Published on August 21st, 2014 | by Curtis Mayfield
The Inbetweeners 2 – Film Review
Reviewed by Curtis Mayfield M-H on August 13th, 2014
Roadshow Films presents a film by Damon Beesley and Iain Morris
Produced by Spencer Millman and Rosa Romero
Written by Damon Beesley and Iain Morris
Starring: Simon Bird, James Buckley, Blake Harrison, Joe Thomas and Emily Berrington
Music by David Arnold and Michael Price
Cinematography: Ben Wheeler
Edited by William Webb
Running Time: 96 minutes
Release Date: August 21st, 2014
Since the creation of the film Rocky in 1976 moviegoers have developed a respect for the fictional underdog. Even though the odds are against the protagonist we root for them all the way. Sometimes we met characters that are a little harder to cheer for than others. Think David Brent from The Office or Larry David’s fictionalised version of himself in Curb Your Enthusiasm. The same could be said about the characters from the Inbetweeners series. If you haven’t already it’s now time to meet Generation Y’s answer to Revenge of the Nerds. There’s Simon (Joe Thomas) the sometimes-straight man of the group who’s dealing with a difficult girlfriend. His best friend Will (Simon Bird) who’s still dealing with popularity issues even at university. To stir up the comic chemistry there’s of course Jay (James Buckley) who tells enough bald face lies about his sex life that even Pinocchio would be ashamed. Then last but definitely not least there’s Neil (Blake Harrison), the big friendly lanky giant who says things so idiotic that you actually want to give the guy a hug.
The story begins just a year after the last film (The Inbetweeners Movie) left us with Will and Simon at uni while Neil simply tags along with them to parties. All of them have been dumped by their girlfriends from the last movie apart from Simon who’s still with Lucy (Tamla Kari). The one problem though is that Lucy is a complete psychopath who has taken up a hobby of burning Simon’s shoes and cutting up his clothes out of fear that he’ll leave her. All three of the guys have stuck around England while Jay has taken a gap year to travel Australia. One of the funniest scenes goes to one where Jay sends the fellas back home an email about how his life Down Under. He details how he had it off with both Minogue sisters in his mansion while every other day he fights off the vicious Australian koala. The scene is executed brilliantly with Jay acting out his fantasies in a surreal sequence. Scenes like this may lose viewers who haven’t seen the first movie or TV series but for the ones who know these characters they’ll have an enjoyable ride ahead of them.

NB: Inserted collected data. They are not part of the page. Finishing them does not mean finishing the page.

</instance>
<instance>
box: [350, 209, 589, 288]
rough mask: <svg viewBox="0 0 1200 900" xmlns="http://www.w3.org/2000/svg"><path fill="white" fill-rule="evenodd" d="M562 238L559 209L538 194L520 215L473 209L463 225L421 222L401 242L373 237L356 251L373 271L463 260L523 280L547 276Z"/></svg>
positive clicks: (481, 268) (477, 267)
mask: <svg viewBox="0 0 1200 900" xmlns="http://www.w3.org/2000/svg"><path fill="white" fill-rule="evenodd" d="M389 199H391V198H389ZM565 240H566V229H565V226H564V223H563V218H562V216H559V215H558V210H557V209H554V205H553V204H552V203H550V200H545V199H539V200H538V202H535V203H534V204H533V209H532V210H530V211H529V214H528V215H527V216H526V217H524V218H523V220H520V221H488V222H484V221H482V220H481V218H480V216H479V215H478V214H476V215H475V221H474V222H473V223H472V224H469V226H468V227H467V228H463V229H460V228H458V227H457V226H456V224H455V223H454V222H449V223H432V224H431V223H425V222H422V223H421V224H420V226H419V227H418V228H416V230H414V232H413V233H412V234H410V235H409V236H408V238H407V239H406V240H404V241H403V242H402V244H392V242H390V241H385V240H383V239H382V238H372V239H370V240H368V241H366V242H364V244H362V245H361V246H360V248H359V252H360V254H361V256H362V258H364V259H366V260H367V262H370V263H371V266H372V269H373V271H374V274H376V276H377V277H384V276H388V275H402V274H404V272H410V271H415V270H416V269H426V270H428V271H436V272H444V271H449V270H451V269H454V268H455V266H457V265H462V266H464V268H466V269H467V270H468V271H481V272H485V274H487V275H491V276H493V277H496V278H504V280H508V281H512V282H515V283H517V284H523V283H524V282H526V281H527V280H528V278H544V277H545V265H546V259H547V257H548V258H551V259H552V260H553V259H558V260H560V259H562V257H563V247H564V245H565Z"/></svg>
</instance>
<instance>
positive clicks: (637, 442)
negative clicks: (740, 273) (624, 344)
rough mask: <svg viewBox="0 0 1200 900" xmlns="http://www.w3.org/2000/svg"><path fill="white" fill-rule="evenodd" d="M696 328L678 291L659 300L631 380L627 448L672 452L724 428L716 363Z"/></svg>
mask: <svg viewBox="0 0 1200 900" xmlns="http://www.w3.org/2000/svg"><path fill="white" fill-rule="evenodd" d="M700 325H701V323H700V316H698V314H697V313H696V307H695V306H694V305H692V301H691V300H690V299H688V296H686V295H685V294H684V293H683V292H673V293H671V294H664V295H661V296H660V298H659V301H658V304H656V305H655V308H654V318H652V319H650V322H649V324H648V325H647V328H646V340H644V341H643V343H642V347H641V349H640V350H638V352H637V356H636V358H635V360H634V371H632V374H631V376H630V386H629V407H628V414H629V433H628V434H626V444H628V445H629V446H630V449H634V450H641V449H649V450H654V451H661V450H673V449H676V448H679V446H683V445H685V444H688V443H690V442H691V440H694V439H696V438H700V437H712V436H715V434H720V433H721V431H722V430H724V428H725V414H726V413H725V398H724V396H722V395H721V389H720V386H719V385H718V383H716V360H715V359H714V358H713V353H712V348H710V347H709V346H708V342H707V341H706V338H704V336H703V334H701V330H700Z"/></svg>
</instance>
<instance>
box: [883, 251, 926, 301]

Predictably the next step in this story is that the boys travel to Australia to met up with Jay. Of course fans of The Inbetweeners will know that Jay’s life in Australia isn’t quite what he made it out to be. Living with his uncle Bryan (David Field), Jay is sleeping in a tent and working in a Sydney club toilet. For the most part the movie respectfully avoids every Crocodile Dundee cliché about Australia. Except for Field’s over the top accent, which is so strong, that even the biggest bogan would think it was a little much. Plus there are some jokes about Australia that have been written in for an overseas audience. So many of the euphemisms used sound less authentic and more like a bad impression of Australian culture. Other than that character of uncle Bryan co-writers and directors Damon Beesley and Iain Morris stick to mostly making fun of the tourist experience. White people with dreads, pseudo spirituality, hostel sleeping conditions, acoustic guitars and of course goon drinking.
Unlike the first movie The Inbetweeners 2 plays out more like a long episode from the TV series. This formula works better this way and will please long time fans. Newcomers may not get every joke but the overtop grossness of some scenes should override that problem. Speaking of which the gross-out moments have be increased tenfold for the sequel but somehow they walk the fine line between outrageous and funny. Just when you think you’ve seen too much toilet humour in one sitting there’s a witty line or two to bring you back down. This film avoids sappy moments and if a tearjerker scene does pop up it’s shot down for the sake of comedy. All four of the main characters stand out in this ensemble cast as all are hilarious and share an amazing comedic appeal so it’s easy to love each personality. It may draw some parallels for anybody who’s actually taken a gap year abroad and experienced all that comes with it, stinky bunk beds and all. This sequel is a little less like The Hangover and displays more of its own brand of comedy.
Summary: All four of the main characters stand out in this ensemble cast as all are hilarious and share an amazing comedic appeal so it’s easy to love each personality.